La nuova Chiesa non sorge più in Piazza Carolina, dove non avrebbe avuto lo spazio sufficente per contenerne la mole, ma in un luogo più centrale e soprattutto più ricca d'arte, essendo stata rivestita in varie epoche internamente ed esternamente di preziosi marmi ed artistici mosaici, oltre ad essere stata dotata in questi ultimi tempi di una pregevole porta di bronzo, opera dell'artista Sante Ventresca di Sulmona.
Ma proprio quando Ateleta stava risorgendo e si notavano i primi frutti della industriosità della popolazione, riprese l'esodo incessante verso le Americhe, iniziato già alla fine del XIX secolo e verso la Germania dove la ricostruzione del dopoguerra offriva moltissimi posti di lavoro.
Così a distanza di oltre 50 anni dalla fine della guerra, l'emigrazione ha decimato la popolazione di Ateleta, come di tanti altri paesi dell'Abruzzo.
Il comune fa parte del Parco Nazionale della Majella e la sede dell'ente Parco Nazionale della Majella istituito con D.P.R. del 5 giugno 1995 è a Guardiagrele (CH).
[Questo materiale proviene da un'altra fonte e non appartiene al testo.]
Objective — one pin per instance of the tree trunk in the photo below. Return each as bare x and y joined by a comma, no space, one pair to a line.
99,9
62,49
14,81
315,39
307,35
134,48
Fanno parte del Parco Nazionale della Majella i comuni di Civitella Messer Raimondo, Fara San Martino, Gamberale, Guardiagrele, Lama dei Peligni, Lettopalena, Montenerodomo, Palena, Palombaro, Pennapiedimonte, Pizzoferrato, Pretoro, Rapino, Taranta Peligna, Ateleta, Campo di Giove, Cansano, Corfinio, Pacentro, Pescocostanzo, Pettorano sul Gizio, Pratola Peligna, Rivisondoli, Rocca Pia, Roccacasale, Roccaraso, Sulmona, Abbateggio, Bolognano, Caramanico Terme, Lettomanoppello, Manoppello, Popoli, Roccamorice, Salle, San Valentino in Abruzzo Citeriore, Sant'Eufemia a Maiella, Serramonacesca, Tocco da Casauria.
Il comune fa parte del comprensorio montano dell'Alto Sangro e altopiano delle cinque miglia. Comprensorio ad alta valenza turistica che comprende le maggiori località sciistiche del centro-sud Italia, Pescocostanzo, Rivisondoli e Roccaraso, oltre a diversi altri comuni di alto interesse naturalistico come Alfedena, Ateleta, Barrea, Castel di Sangro, Civitella Alfedena, Opi, Pescasseroli, Rocca Pia, Scontrone, Villetta Barrea.